Pedro B. Martins
1. Sempre que se discute o crescimento vertiginoso dos índices de violência nas grandes cidades, hoje a maior preocupação de metade dos brasileiros, segundo recentes pesquisas, omite-se outra questão crucial que está entre as origens do problema. Não há como se falar em segurança sem fazer uma análise crítica da expansão das favelas, áreas onde a criminalidade, na ausência do Estado, germina e se fortalece. Aparentemente, uma boa dose de demagogia _ ou injustificado otimismo _ tem obscurecido a visão de políticos, sociólogos e urbanistas, impedindo uma abordagem mais realista e pragmática do assunto.
2. Alguns programas, como o Favela-Bairro, têm sido implementados com relativo sucesso, promovendo a melhoria das condições de vida de algumas das principais comunidades da cidade. Mas, ainda que possam significar melhorias sanitárias, sociais e ambientais, tais políticas são incapazes de solucionar o problema de forma definitiva e, apesar dos esforços dos profissionais envolvidos, funcionam como mero paliativo. Até porque jamais haverá programas suficientes para acompanhar o ritmo de expansão dessas áreas.
3. Ou seja, por melhor que sejam as intenções de sociólogos e urbanistas, pode-se prever um eterno déficit entre esses projetos e o aumento dessas comunidades, com prejuízo não somente para suas populações, que continuarão a ser mal atendidas em serviços essenciais, como saneamento básico, como para toda a sociedade, que estará a cada dia mais vulnerável.
4. O chamado Poder Paralelo tem-se fortalecido na medida exata em que se multiplicam essas áreas. A falta de policiamento, agravada pela dificuldade de acesso, mantém as quadrilhas organizadas a salvo da Lei. Neste contexto, as favelas são verdadeiros conclaves urbanos, onde o crime se mantém encastelado. Demagogia e, se for o caso, ingenuidade à parte, a questão é simples. O problema das favelas pode até ser remediado pelo Favela-Bairro e seus similares, ainda que não na velocidade e medida desejadas. Já o crescimento das favelas, este é irremediavelmente um problema de polícia. Trata-se de aplicar a Lei.
5. Diante da crescente ousadia do crime organizado, que impõe suas próprias regras, vale a pena frisar, para que ninguém duvide: a coerção continua a ser monopólio exclusivo do Estado. Não se trata de faculdade, como as omissões evidenciadas em nosso dia-a-dia possam nos fazer crer. É dever. Portanto, é inadmissível que o Poder Público assista impávido ao avassalador avanço das favelas sobre nossos morros, em ostensivo desrespeito às posturas municipais, sem tomar medidas para reverter o quadro.

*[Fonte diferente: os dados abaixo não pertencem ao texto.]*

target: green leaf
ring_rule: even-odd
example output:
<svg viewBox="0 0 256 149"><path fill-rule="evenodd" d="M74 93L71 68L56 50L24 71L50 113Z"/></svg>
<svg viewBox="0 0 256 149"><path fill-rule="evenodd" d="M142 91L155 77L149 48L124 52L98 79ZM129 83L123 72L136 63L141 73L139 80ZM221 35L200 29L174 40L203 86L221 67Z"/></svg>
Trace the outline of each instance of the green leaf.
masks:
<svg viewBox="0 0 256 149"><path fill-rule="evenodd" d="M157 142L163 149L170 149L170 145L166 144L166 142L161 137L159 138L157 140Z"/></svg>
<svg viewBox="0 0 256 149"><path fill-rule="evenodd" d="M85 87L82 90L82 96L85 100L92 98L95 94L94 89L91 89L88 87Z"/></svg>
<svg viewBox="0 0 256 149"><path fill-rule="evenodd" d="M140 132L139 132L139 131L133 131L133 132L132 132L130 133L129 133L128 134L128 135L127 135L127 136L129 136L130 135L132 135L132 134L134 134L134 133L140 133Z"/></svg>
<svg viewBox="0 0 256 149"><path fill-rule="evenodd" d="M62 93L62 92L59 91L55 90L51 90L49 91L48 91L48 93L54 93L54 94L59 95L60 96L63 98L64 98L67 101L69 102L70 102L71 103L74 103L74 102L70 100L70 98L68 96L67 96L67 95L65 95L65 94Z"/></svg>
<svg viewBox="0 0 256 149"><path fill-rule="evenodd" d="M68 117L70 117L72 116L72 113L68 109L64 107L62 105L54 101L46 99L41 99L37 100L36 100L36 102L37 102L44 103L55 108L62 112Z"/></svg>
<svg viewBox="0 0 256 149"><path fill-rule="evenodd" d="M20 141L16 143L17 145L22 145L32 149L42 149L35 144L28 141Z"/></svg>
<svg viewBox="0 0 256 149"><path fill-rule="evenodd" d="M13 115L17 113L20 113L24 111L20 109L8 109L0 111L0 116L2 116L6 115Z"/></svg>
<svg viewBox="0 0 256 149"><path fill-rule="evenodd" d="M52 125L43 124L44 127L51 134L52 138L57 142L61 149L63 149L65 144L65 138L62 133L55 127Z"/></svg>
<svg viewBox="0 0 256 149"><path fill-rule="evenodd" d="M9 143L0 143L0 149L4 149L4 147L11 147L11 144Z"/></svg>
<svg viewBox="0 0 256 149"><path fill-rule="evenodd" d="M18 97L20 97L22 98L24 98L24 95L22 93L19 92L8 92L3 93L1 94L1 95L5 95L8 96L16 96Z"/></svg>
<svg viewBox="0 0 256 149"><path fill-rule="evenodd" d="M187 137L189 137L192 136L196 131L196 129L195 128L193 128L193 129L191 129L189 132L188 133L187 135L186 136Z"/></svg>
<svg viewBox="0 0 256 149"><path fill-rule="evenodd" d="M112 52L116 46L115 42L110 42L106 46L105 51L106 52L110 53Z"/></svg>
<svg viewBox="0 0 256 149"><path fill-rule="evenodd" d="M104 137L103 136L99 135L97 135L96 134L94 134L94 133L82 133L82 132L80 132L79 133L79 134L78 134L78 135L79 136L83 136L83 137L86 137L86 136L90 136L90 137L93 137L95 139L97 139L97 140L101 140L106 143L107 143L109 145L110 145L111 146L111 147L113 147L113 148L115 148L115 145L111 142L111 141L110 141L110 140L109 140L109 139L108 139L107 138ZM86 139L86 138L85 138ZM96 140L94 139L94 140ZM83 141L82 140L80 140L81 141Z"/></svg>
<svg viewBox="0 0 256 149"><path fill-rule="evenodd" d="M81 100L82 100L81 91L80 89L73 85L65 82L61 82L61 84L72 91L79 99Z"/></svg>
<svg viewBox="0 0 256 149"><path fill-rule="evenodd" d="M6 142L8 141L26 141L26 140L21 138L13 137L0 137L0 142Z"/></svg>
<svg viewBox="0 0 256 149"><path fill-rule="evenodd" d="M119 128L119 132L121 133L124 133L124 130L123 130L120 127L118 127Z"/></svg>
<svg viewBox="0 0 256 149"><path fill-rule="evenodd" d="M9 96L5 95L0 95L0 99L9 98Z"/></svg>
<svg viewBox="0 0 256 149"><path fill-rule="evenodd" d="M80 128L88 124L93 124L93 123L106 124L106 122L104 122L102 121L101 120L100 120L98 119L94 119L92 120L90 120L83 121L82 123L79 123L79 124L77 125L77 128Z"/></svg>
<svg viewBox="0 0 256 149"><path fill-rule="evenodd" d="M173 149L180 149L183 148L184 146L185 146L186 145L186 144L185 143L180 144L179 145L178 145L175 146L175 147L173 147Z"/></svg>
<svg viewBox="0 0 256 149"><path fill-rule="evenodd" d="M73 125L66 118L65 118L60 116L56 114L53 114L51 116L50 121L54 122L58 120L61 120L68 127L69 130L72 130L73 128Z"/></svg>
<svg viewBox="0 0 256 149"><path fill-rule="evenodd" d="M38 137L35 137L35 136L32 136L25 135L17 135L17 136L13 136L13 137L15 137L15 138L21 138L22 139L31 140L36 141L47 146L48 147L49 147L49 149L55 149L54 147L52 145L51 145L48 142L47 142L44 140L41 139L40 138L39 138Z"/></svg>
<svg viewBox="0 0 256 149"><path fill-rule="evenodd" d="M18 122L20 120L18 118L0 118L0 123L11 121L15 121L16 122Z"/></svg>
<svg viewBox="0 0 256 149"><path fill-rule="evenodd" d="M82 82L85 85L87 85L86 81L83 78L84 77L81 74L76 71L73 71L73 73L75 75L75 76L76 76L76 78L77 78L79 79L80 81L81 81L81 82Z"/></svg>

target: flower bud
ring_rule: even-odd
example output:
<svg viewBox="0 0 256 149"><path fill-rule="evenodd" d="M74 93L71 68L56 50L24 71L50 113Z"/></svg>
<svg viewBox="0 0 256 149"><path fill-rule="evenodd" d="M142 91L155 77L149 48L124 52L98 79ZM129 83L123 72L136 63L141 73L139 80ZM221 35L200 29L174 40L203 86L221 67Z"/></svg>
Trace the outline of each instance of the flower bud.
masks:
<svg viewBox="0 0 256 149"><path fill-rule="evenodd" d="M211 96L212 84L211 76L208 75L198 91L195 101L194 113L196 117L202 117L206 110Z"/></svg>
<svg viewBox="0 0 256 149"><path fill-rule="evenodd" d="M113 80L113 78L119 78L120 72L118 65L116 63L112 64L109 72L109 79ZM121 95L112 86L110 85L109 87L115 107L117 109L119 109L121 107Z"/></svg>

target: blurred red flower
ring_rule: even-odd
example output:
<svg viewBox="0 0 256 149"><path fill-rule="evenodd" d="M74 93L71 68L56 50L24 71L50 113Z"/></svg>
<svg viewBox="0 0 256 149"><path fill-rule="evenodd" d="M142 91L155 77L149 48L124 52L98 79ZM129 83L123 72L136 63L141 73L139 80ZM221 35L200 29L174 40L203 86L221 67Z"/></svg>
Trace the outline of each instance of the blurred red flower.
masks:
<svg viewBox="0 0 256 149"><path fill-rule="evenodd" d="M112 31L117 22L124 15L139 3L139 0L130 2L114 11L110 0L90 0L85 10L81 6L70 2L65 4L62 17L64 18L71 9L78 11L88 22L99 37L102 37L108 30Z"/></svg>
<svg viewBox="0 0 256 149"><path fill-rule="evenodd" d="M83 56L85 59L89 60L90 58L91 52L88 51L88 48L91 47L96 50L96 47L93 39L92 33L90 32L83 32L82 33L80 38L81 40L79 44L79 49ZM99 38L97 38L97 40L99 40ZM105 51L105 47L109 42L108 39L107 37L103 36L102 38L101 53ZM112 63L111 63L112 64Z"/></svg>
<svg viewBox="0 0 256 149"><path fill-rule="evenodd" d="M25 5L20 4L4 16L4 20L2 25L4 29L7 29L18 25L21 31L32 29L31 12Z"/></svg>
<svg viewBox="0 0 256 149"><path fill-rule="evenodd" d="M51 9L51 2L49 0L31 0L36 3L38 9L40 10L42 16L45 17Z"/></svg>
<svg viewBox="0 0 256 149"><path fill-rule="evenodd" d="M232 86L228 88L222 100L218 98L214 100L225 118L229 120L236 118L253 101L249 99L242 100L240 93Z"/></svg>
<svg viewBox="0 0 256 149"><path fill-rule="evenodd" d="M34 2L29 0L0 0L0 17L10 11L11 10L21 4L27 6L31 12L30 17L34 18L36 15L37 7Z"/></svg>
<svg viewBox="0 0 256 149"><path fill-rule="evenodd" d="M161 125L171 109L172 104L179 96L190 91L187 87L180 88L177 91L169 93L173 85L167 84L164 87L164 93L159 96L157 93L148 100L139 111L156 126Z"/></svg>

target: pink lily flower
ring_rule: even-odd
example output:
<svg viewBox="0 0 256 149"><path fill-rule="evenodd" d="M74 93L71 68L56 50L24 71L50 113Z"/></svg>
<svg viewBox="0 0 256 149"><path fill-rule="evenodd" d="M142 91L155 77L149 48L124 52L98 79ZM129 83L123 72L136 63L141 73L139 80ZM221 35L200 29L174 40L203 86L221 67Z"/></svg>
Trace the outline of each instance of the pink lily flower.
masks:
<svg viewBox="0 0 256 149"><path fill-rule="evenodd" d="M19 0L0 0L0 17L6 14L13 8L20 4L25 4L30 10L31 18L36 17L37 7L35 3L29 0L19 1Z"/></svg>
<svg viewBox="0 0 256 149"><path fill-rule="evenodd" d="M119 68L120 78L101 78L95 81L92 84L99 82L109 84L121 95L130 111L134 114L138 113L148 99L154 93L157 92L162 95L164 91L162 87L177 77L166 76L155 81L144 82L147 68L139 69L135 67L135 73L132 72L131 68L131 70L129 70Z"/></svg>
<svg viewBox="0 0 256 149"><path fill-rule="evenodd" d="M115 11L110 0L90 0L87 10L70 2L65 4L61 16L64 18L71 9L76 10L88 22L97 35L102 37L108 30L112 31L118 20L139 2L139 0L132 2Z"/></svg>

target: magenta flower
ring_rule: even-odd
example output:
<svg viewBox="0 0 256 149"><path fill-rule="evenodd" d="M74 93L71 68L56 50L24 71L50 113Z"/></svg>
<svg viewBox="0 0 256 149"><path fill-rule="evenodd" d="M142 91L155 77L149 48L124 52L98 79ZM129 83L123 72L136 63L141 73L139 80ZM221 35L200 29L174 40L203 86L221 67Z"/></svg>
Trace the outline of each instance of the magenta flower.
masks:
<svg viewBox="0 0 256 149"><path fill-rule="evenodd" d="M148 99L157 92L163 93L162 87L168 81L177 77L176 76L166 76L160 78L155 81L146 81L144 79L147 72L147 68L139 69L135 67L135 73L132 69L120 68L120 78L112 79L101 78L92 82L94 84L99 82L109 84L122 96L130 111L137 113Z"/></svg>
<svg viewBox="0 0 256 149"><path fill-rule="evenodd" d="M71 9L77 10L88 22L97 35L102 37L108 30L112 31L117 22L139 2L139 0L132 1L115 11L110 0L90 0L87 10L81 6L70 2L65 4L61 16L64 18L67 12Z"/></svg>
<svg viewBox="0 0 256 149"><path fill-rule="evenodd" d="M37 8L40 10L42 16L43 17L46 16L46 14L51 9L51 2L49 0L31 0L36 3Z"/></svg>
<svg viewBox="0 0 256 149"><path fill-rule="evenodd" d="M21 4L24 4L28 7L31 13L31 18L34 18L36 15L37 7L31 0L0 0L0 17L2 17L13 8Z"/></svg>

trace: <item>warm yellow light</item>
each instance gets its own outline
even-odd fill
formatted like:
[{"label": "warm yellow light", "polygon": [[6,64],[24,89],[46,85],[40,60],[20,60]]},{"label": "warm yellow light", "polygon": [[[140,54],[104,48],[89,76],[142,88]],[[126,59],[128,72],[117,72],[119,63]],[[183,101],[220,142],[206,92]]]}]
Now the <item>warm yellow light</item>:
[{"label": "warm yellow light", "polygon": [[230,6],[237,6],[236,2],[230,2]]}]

6. A expansão da Rocinha parece ser o caso mais notório. Em poucos anos, a favela se multiplicou, devorou uma larga faixa de Mata Atlântica em área de proteção ambiental _ e, portanto, supostamente protegida por lei _ e chegou à Gávea, provocando uma triste e indesejável mudança na paisagem da cidade. É inevitável imaginar como ficará, em poucos anos, os maciços do Sumaré e do Corcovado cobertos por favelas, ou a Floresta da Tijuca simplesmente devastada pela expansão desordenada. Pois é neste sentido que caminhamos. Provavelmente nossos governantes deixarão que isto ocorra para então estabelecer programas reparadores. Afinal, as favelas são sempre uma excelente desculpa para o exercício do assistencialismo.
7. Infelizmente, uma visão poética de que essas áreas podem ser transformadas em locais aprazíveis para se viver ainda predomina em certos setores da sociedade, encorajada por um discurso falacioso ou pouco realista. Mas convenhamos: nem a custo de muito dinheiro público e boa dose de vontade política, ambos produtos escassos no Brasil, isto seria possível. Muito mais razoável seria impedir que as favelas se proliferem e investir em planejamento urbano e política habitacional _ artigos igualmente em falta no país. Não se trata de ser contra o favelado. A idéia é justamente a oposta: obrigar o Estado a instituir políticas urbanas que permitam a todos os cidadãos _ e não apenas a uma minoria _ viver em condições dignas.
8. Enquanto isto não ocorre, bem intencionados urbanistas e sociólogos continuarão a elaborar programas e projetos “salvadores”, num eterno trabalho de Sísifo, o personagem mitológico que empurra pedra morro acima, a vê rolar morro abaixo e retoma indefinidamente a tarefa, sem qualquer sucesso.